Two nights before Ronde van Vlaanderen and the pre-party before the race is on. Some of the great people of Zingem took us to places we would never have found ourselves near the Oude Kwaremont. To be sitting at the table next to the great cycling photographer Graham Watson or the cheif mechanic from the Orica GreenEdge team was great. But greatest of them all were of course our new-found friends from Zingem.
Later that night we drove down to a farm at the bottom of Oude Kwaremont that turns it’s old stable into a great bicycling bar for a coumple of nights every year. Jam-packed with cycling fans and local beer cheap as dirt. The man in the grey sweater told me what he considered to be the most important Belgian word: ”koers!”
Martin Vestby, Directeur Sportif in Team Cramo Go:green and one of the kindest hearts in the pro cycling circus. A good friend to have.
The fans. We were really interested in the fans at this year’s Ronde van Vlaanderen. So we arranged to meet Ivan – a really nice fan of Emma Johansson’s at a local sports bar. A bar that turned out to be filled with classic cycling memorabilia. Really nice to meet you Ivan!
We’re in the enormous beer tent at the finish area of this year’s Ronde van Vlaanderen. One of the guys at the next table see our press vests and walks over to us.
”Hey, take a photo of us. It will be the best photo you have taken at the race this year”, he asks happily.
The amount of beer on their table is somewhat…impressive, so we ask them how many beers they have bought.
Calculating on his fingers one of them replies ”first we bought forty. Then 60. And then 60”.
I ask him how many they are in the group sharing those beers.
”Ten!” he replies, smiling mischievously.
After going flat out down the Kanarieberg descent, a sharp 90 degrees turn at the bottom.
The day before the pro race, 16.000 amateurs take on the tough and challenging Ronde van Vlaanderen course. Paterberg is the last pavé (cobbled) climb of the day. With a 20% maximum grade the climb takes its toll on even the best riders.
After the tought Patersberg climb, a well deserved descent. All that is left now for the amateur riders in the sportif race is the last relatively flat 16 kilometers to the finish on Oudenaarde.
Molenberg. The first pavé climb of the women’s race. Driving up the cobbled climb the undercarriage scrapes against the stones every couple meters.

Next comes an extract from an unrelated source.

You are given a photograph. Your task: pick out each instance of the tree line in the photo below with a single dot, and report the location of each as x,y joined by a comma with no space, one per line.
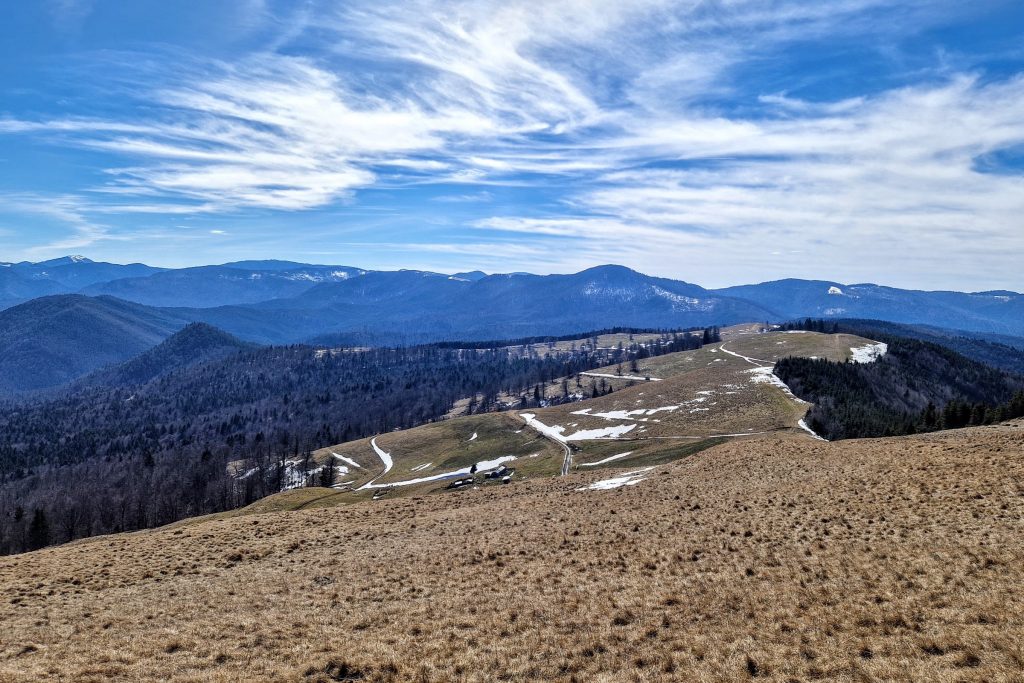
103,460
916,387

Walking down to find a photo spot it strikes me just how uneven and slippery the cobbles are. A few minutes later the cyclists race up the hill.

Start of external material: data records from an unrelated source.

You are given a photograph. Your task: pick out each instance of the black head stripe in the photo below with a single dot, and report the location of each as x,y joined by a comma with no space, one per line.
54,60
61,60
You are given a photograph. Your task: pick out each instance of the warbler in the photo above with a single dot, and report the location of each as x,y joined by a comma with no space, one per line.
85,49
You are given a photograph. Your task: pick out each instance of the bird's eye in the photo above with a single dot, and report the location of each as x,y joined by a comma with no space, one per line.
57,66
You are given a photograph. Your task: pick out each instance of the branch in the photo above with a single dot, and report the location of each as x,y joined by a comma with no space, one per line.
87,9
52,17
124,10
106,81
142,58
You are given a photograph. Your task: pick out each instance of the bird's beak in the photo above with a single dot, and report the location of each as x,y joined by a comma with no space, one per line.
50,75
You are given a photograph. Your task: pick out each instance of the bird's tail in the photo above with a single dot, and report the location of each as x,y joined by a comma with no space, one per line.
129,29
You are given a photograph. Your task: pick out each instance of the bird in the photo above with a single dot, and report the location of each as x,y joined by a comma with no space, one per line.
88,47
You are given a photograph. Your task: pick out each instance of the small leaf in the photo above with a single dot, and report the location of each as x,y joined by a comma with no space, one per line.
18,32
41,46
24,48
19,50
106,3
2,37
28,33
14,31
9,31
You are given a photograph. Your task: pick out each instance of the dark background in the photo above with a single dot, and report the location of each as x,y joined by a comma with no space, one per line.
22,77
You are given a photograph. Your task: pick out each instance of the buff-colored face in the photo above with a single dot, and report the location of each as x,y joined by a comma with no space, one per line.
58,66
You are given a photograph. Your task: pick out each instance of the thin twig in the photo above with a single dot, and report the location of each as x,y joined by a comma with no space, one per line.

Life as a member of the press at a pro cycling race equals full speed ahead from early morning until late at night. Once all batteries are recharged, photos has been backed-up and tomorrow’s maps have been examined – a couple of hours of photo editing in the hotel room. And then a few hours of sleep before an early breakfast and a new day. Love it.

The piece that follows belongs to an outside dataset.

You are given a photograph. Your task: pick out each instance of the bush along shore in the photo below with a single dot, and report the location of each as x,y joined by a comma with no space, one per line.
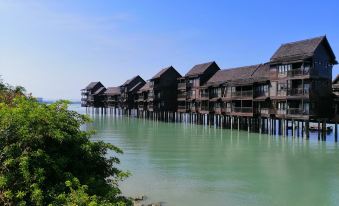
47,160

Late at night, the day before the Ronde van Vlaanderen race passes through the village, the people of Zingem honors their favourite rider by painting her name on the road. Emma Johansson, the Swedish pro cyclist, lives in Zingem and the villagers has taken her to their heart. Along the Heirweg road, Swedish flags are hung above the road, turning it into ”Emma street” for one day. But the paint on the road stays on for months.